Léon Trotsky : L’essence de la crise

[Naché Slovo, No. 228, 30 octobre 1915. Léon Trotsky : La Guerre et la Révolution. Le naufrage de la II” Internationale. Les débuts de la IIIe Internationale. Paris 1974 pp. 120-121]

Le motif de la crise en France est, comme nous l’avons déjà souligné, la crise politique en Russie et les difficultés ministérielles en Angleterre : à savoir la situation militaire et diplomatique des Alliés. Il s’agit ici des causes directes de la crise. Celle-ci se produit dans chaque pays selon les conditions politiques et sociales.

La crise gouvernementale en France s’explique par la contradiction fondamentale dans laquelle se trouvèrent les ministères Viviani, mais aussi dans celle du radicalisme à l’époque de l’Impérialisme actuel. Les radicaux, occupant une place prépondérante dans la vie politique après l’Affaire Dreyfus, s’appuient sur la petite- bourgeoisie urbaine et paysanne. Les intérêts impérialistes, facteur décisif dans le domaine de la politique mondiale des grandes puissances monarchistes ou républicaines, placent leurs défenseurs au sommet de la nation. En France, il s’agit de l’aristocratie financière. Les banques mobilisent les nombreux petits détenteurs d’actions étrangères. Mais la petite bourgeoisie, tout en découpant ses coupons « mondiaux », reste la petite bourgeoisie. Elle prend un pourcentage élevé, mais elle a peur de risquer, regarde avec méfiance les « aventures mondiales » qui sentent le sang et la fumée et qui, par-dessus tout, coûtent très cher. Donc la petite bourgeoisie envoie des radicaux au Parlement. Sa dépendance vis-à-vis du grand capital trouve son expression politique dans les relations extérieures et souligne sa totale soumission aux financiers impérialistes. Les radicaux ont la majorité absolue à l’Assemblée : ils font et défont les ministères. Mais ils sont absolument impuissants devant les problèmes internationaux où la France doit se débattre en tant que grande puissance capitaliste. La politique extérieure n’est plus l’affaire de gouvernements isolés, mais celle de grandes coalitions. Ceci a encore plus diminué la possibilité d’action du radicalisme dans le domaine de la politique étrangère.

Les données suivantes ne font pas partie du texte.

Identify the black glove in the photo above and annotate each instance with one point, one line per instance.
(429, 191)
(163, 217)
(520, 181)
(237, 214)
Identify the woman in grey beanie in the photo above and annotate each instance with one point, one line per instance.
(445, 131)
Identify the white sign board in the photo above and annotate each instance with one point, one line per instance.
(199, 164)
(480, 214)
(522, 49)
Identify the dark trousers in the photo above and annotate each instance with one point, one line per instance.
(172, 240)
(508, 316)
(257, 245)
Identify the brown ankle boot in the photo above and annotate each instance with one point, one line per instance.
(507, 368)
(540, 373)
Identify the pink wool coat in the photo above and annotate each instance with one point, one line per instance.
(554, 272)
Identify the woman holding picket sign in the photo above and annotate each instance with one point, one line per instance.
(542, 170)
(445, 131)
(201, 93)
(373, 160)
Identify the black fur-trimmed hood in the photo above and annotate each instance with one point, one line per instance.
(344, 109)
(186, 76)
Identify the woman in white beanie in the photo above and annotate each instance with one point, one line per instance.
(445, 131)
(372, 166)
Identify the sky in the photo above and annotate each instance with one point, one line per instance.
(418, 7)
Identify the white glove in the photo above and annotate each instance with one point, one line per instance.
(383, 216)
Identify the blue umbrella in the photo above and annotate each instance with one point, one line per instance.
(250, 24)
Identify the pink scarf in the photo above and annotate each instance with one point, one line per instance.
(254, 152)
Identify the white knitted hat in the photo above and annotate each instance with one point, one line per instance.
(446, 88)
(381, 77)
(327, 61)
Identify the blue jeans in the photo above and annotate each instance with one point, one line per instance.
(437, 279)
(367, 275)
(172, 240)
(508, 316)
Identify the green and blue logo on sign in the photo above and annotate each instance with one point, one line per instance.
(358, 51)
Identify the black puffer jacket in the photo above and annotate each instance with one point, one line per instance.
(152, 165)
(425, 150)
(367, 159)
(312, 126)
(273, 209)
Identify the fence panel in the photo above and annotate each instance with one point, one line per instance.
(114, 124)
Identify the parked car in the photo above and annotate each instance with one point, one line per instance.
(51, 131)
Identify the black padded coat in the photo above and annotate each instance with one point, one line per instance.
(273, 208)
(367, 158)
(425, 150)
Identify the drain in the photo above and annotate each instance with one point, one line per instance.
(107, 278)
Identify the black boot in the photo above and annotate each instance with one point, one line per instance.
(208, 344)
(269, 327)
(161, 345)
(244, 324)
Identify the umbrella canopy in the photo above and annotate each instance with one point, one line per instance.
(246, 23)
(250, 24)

Le ministère responsable doit sauvegarder les relations internationales et en rendre compte devant l’Assemblée. Le journal Information a très justement rappelé que Delcassé fut toujours un solitaire. Non seulement il gardait un silence exagéré vis-à-vis de la majorité radicale du Parlement, mais il ne communiquait à ses collègues du ministère que ce qu’il voulait bien. Les ministres successifs devaient accepter la politique de Delcassé, et le radicalisme, puissant par le nombre mais en fait sans aucune vigueur, devait entériner les décisions de ce dernier.

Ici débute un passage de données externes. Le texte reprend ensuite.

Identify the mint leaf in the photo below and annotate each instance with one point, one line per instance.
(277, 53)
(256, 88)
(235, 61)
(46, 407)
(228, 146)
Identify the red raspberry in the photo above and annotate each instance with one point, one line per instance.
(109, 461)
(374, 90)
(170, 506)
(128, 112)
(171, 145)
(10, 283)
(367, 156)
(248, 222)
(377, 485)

Cette situation devint encore plus frappante le second jour des hostilités. Le ministère radical-socialiste Viviani se cherchait des « appuis solides » parmi les cercles capitalistes et dans F « appareil » administratif militaire. Les conséquences en furent l’instauration de la censure. La haute bourgeoisie capitaliste se réconciliait avec un ministère de concentration de la « gauche ». La guerre a un tel effet sur les masses qu’on trouve tout naturel le voisinage de représentants de la bourgeoisie et du prolétariat. Mais parler « un libre langage » n’était plus possible aux radicaux petits-bourgeois. Le ministère adopta les vues d’une puissance impérialiste. La presse radicale ou disparut ou perdit toute originalité. Du coup le ministère profita de l’aide illimitée des journaux conservateurs ou réactionnaires connus. Mais la guerre d’usure épuisa cette combinaison politique. La guerre se prolongeait outre-mesure et prit un tournant peu satisfaisant avec l’entrée en lutte de la Bulgarie. L’aile gauche ne tarda pas à montrer son mécontentement, ce qui introduisit des éléments de discorde au sein du gouvernement. Comme l’insatisfaction de la gauche se nourrit à des sources profondes, du fait d’une guerre toujours plus pesante (et qu’il faille faire la guerre jusqu’au bout), il fallut chercher une combinaison telle qu’elle ne blessât pas les ministres socialistes – en apparence du moins – , mais qu’elle donnât pleine liberté de manœuvre à ceux qui savent ce qu’ils veulent et qui sont prêts à aller jusqu’au bout. Là est l’essence même de la crise.